TNDL: This is a brief historical synopsis of St Jerome. St. Jerome

CHRISTIAN SCHOLAR
BY: Walter John Burghardt
See Article History
Alternative Titles: Eusebius Hieronymus, Sophronius
St. Jerome, Latin in full Eusebius Hieronymus, pseudonym Sophronius, (born c. 347, Stridon, Dalmatia—died 419/420, Bethlehem, Palestine; feast day September 30), biblical translator and monastic leader, traditionally regarded as the most learned of the Latin Fathers. He lived for a time as a hermit, became a priest, served as secretary to Pope Damasus I, and about 389 established a monastery at Bethlehem. His numerous biblical, ascetical, monastic, and theological works profoundly influenced the early Middle Ages. He is known particularly for his Latin translation of the Bible, the Vulgate, and is considered a doctor of the church.


Life
Jerome was born of well-to-do Christian parents at Stridon, probably near the modern Ljubljana, Slovenia. His education, begun at home, was continued in Rome when he was about 12. There he studied grammar, rhetoric, and philosophy. A serious scholar enamoured of Latin literature, he frequented the catacombs and near the end of his Roman education was baptized (c. 366), probably by Pope Liberius.
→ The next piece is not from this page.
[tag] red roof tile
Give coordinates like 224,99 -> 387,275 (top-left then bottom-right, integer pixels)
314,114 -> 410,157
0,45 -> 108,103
He spent the next 20 years in travel and impermanent residences. At Treveris (later Trier), he was profoundly attracted to monasticism. Possibly as early as 369 he was back in the vicinity of Stridon. In Aquileia (Italy) he was linked with an ascetic elite—including Tyrannius Rufinus, a writer and scholar, who translated the 3rd-century Alexandrian theologian Origen—grouped around Bishop Valerianus. When the group disbanded (c. 373), Jerome decided to go on a trip through the East. On reaching Antioch in 374, fatigued by travel and by inner conflict, he rested as a guest of the priest Evagrius of Antioch and there may have composed his earliest known work, De septies percussa (“Concerning Seven Beatings”). There also, in mid-Lent 375, during a near-fatal illness, he had a celebrated dream. In that dream, in which he was dragged before a tribunal of the Lord, he was accused of being a Ciceronian—a follower of the 1st-century-BCE Roman philosopher Marcus Tullius Cicero—rather than a Christian, and he was severely lashed; he vowed never again to read or possess pagan literature.